Monday, Jan. 10, 1977
Selling a Stake in a Big Sister
Selling a Stake in a Big Sister
For many left-wing members of Britain's ruling Labor Party, it would have been preferable for the government to auction off some of the crown jewels. Transport Union Chieftain Jack Jones condemned the action as the squandering of a national asset. Grumped one Cabinet member in private: "It's like selling the paintings off the wall." What prompted all this indignation was the government's proposal last month to sell a substantial share of its stake in British Petroleum Co., the nation's largest industrial concern.
The government plans to dispose of 17% of BP's common stock--possibly to British institutional investors, possibly to foreign buyers (Iran is reportedly interested). The sale is expected to raise about $840 million, which the government sorely needs; it must reduce the budget deficit in order to qualify for a $3.9 billion loan from the International Monetary Fund. The transaction will still leave the government holding 51% of BP--at least if British courts let the Bank of England hang on to a 21.5% block of BP stock that it picked up two years ago in a bailout of cash-strapped Burmah Oil Co. (Burmah has petitioned to get the shares back).
Profitable Empire. Nonetheless, the left-wing fury is understandable. The Labor government came to power pledged to extend nationalization of basic industries; now it will be surrendering a large chunk of perhaps the most profitable investment any British government has ever made. FORTUNE ranks BP fifth among the seven international oil companies--the so-called Seven Sisters --with sales in 1975 of $17 billion. From London, Chairman David Steel, an affable Oxford-educated lawyer who is a tough negotiator, oversees a global empire. It embraces more than 650 production, refining and marketing subsidiaries in Europe, the Middle East and the U.S. (where BP has a production partnership with Standard Oil of Ohio for Alaska's North Slope oil and owns a quarter of Sohio).

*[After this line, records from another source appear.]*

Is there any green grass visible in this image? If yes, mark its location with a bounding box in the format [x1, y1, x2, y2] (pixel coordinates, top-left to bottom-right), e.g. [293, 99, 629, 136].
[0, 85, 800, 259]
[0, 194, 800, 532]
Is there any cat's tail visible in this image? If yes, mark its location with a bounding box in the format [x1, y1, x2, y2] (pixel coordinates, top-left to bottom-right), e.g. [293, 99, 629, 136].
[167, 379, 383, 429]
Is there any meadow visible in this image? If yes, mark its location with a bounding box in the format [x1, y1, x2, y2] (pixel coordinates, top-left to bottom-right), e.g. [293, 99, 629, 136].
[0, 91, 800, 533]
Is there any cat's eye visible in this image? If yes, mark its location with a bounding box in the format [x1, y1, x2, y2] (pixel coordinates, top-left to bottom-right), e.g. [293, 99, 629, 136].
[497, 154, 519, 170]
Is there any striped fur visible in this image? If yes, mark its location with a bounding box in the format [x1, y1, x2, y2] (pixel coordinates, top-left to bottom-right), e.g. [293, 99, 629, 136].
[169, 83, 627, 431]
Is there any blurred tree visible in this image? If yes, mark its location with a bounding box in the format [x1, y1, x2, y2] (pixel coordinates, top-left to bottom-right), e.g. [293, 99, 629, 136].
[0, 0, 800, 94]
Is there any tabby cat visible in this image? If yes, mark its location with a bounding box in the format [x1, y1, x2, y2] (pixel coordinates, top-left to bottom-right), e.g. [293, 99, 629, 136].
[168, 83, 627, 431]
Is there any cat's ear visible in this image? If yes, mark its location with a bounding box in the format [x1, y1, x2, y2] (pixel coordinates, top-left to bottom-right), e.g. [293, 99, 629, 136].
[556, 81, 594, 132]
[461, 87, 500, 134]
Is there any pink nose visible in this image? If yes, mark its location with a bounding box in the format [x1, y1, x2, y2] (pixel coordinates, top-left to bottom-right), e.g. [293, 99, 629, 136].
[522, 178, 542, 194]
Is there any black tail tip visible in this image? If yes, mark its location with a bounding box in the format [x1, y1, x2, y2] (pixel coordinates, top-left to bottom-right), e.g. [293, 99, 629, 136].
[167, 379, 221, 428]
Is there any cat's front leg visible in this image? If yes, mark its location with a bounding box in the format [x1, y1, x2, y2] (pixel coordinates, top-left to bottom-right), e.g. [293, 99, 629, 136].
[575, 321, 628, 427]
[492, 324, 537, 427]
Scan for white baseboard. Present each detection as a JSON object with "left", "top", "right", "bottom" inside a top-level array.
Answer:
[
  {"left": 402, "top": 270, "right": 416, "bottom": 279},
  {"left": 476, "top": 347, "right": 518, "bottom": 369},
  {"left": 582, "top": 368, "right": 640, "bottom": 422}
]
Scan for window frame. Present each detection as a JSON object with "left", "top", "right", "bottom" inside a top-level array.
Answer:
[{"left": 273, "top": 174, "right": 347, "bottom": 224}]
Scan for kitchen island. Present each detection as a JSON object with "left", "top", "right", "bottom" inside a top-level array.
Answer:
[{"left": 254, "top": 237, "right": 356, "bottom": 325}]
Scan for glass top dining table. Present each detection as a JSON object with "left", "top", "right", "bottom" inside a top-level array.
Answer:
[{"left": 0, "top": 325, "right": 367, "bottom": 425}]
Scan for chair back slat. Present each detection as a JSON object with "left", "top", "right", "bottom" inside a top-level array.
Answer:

More important, BP's profit prospects are bright. The company, hit hard by global recession, registered the lowest profits of any of the seven international oil giants in 1975--$336 million. In last year's first nine months, profit rose less than 6%. Estimates are that earnings will more than triple this year and will rise a further 60% or more in 1978.* Reflecting these great expectations, BP common has almost tripled since the start of 1975, to $13.44, making it Britain's hottest industrial stock.
The reason is that BP has huge interests in the world's two most exciting sources of new crude, Alaska and the North Sea. The BP-Sohio partnership has leased the largest chunk (its proven reserves: 5.1 billion bbl.) of Prudhoe Bay fields on Alaska's North Slope. According to an agreement between the two companies, as the flow of Alaskan oil increases so will BP's share in Sohio, rising from 26% now to 51%, probably some time next year. In the North Sea, BP's wells are expected to produce more than 650,000 bbl. a day by 1980--equal to one-third of all oil consumed daily in 1975 by the United Kingdom.
BP's strength has always been its ability to find oil. The company was started in 1909 by William Knox D'Arcy, an adventurer who somehow had wangled a concession to explore in Iran. The British government bought a 51% stake in BP in 1914 because Winston Churchill, then First Lord of the Admiralty, wanted a secure source of oil for the navy. Known originally as Anglo-Persian, the company was renamed British Petroleum several years after the government of Mohammed Mossadegh nationalized its Iranian concessions in 1951.
Early Warning. By then, BP had bought up concessions all over the Middle East. But the Iranian nationalization served as an early warning that the region's political instability made dependence on Middle Eastern crude risky. Realizing that its other concessions in the Middle East and North Africa might be nationalized too--in fact several of them have been--BP's management foresightedly stepped up the search for oil in politically friendly (though environmentally frigid) climates, from the North Sea to the Labrador shores and Alaska's North Slope. The company began buying leases in Alaska as early as 1959, and brought in a North Sea gas field in 1965. BP's competent but colorless management has never been strong on marketing, preferring to sell crude in bulk. For all its 23,000 gas stations in Europe and 3,000 in the U.S., BP gets almost half its oil revenues from sales to other oil companies.
Under a tacit agreement, the British government has left BP's managers free to go their own way, even when they have strained politicians' patience. During the 1973 Arab oil embargo, BP diverted shipments of Middle Eastern crude away from Britain, where prices were under government control, to Germany, where the market was free. The same year, BP pulled out of the unprofitable Italian market, with never a word from Whitehall about what that would do to Common Market solidarity.
Thus sale of part of the government's interest probably will make little or no difference in the way BP operates. Why, then, is the left wing so angry? Because the sale violates socialist ideology, which calls for the nationalization of more, not less, of British industry. The relative success of BP also dramatizes the value of letting proficient managers alone. Any attention focused on BP inevitably brings to mind the contrasting inefficiency of businesses controlled by the government in fact as well as name, such as the National Coal Board and the British Steel Corp.
* The estimates are calculated in sterling. Dollar equivalents may be lower if the pound continues to decline in value.